This is significant because polls have repeatedly shown that, if you ask people if they would prefer no deal to a bad deal, they will back no deal by a large margin. (See here and here, for example.) This is a boost for Theresa May because “no deal is better than a bad deal” is her mantra and there is some evidence that the government is beefing up preparations for the possibility of a no deal.

The pro-Brexit Tory MP John Redwood claimed at the weekend that recent comments from Angela Merkel show that EU leaders are “very worried at just how popular the WTO model [ie, leaving with no deal] is with many UK voters”.

But our polling suggests Redwood has got this very wrong. We tried to assess how people would feel if the UK were to leave the EU without a deal.
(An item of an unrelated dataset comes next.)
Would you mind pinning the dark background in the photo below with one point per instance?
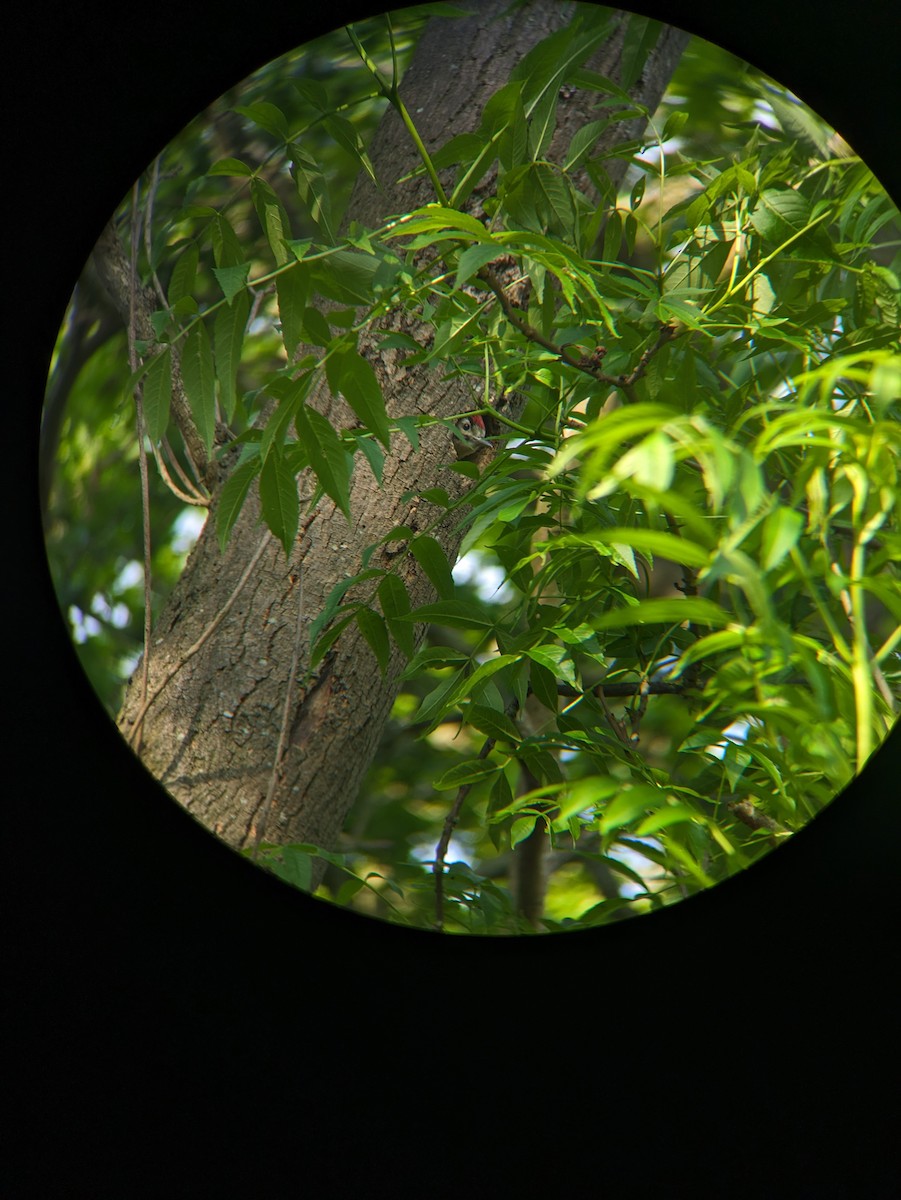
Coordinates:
(180, 1024)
Respondents were asked to imagine the UK and the EU failing to reach agreement by Brexit day and to then pick two of the responses that would best describe their emotions. The results were:

Worried: 50%

Confused: 29%

Furious: 24%

Pleased: 14%

Would feel nothing: 13%

Terrified: 12%

Proud: 11%

Excited: 11%

Net negative (all those choosing at least 1 negative response): 62%

Net positive: 20%

  • Voters are becoming increasingly negative in how they think Brexit will affect their personal finances, the overall economy and life in Britain generally.

We have been asking people all year whether they think Brexit will have a positive or negative impact in these three areas. Here are the results for February, for July and for September. Taken as a whole, the latest results are more negative than they were in any of the previous surveys, although the decline in confidence is gradual, not dramatic.
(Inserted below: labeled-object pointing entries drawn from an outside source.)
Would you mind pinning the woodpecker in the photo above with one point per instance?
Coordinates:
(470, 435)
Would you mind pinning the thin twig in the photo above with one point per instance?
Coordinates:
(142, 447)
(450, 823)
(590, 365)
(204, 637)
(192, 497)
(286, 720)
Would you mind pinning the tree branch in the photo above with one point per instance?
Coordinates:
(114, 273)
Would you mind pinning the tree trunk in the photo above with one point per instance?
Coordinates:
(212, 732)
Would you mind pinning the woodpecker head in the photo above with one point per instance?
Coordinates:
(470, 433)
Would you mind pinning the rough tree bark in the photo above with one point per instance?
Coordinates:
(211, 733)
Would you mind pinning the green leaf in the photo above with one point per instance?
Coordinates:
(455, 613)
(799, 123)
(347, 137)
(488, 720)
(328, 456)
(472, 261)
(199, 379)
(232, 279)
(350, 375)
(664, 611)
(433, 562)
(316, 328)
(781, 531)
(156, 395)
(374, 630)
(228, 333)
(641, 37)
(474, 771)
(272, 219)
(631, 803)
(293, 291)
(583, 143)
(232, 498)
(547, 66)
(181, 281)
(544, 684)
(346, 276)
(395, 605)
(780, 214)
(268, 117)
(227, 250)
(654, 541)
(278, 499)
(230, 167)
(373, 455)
Impact on the British economy

Positive: 30%

Negative: 46%

No difference: 13%

Net: -16 (down 6 from ICM in September)

Impact on your personal finances

Positive: 13%

Negative: 35%

No difference: 38%

Net: -22 (down 5)

Impact on life in Britain generally

Positive: 35%

Negative: 38%

No difference: 15%

Net: -3 (down 4)

  • Labour and Tories tied on 42%, lastest poll suggests.

We also polled on voting intention. The two main parties remained tied.
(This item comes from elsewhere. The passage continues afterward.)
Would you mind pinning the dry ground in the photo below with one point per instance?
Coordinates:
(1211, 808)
Labour: 42% (up 1 from Guardian/ICM two weeks ago)

Conservatives: 42% (up 1)

Lib Dems: 7% (no change)

Ukip: 3% (down 1)

Greens: 2% (no change)

  • Jeremy Corbyn has a clear lead over Theresa May on the matter of who is seen to be doing a good job, the poll suggests.

Finally, we also asked people if they thought the following people were doing a good or bad job. Here are the results.

Theresa May

Good job: 34%

Bad job: 50%

Net: -16

Jeremy Corbyn

Good job: 37%

Bad job: 43%

Net: -6

Philip Hammond

Good job: 20%

Bad job: 46%

Net: -26

Boris Johnson

Good job: 26%

Bad job: 52%

Net: -26

David Davis

Good job: 25%

Bad job: 43%

Net: -18

I will post a link to the tables here when they go up on the ICM website.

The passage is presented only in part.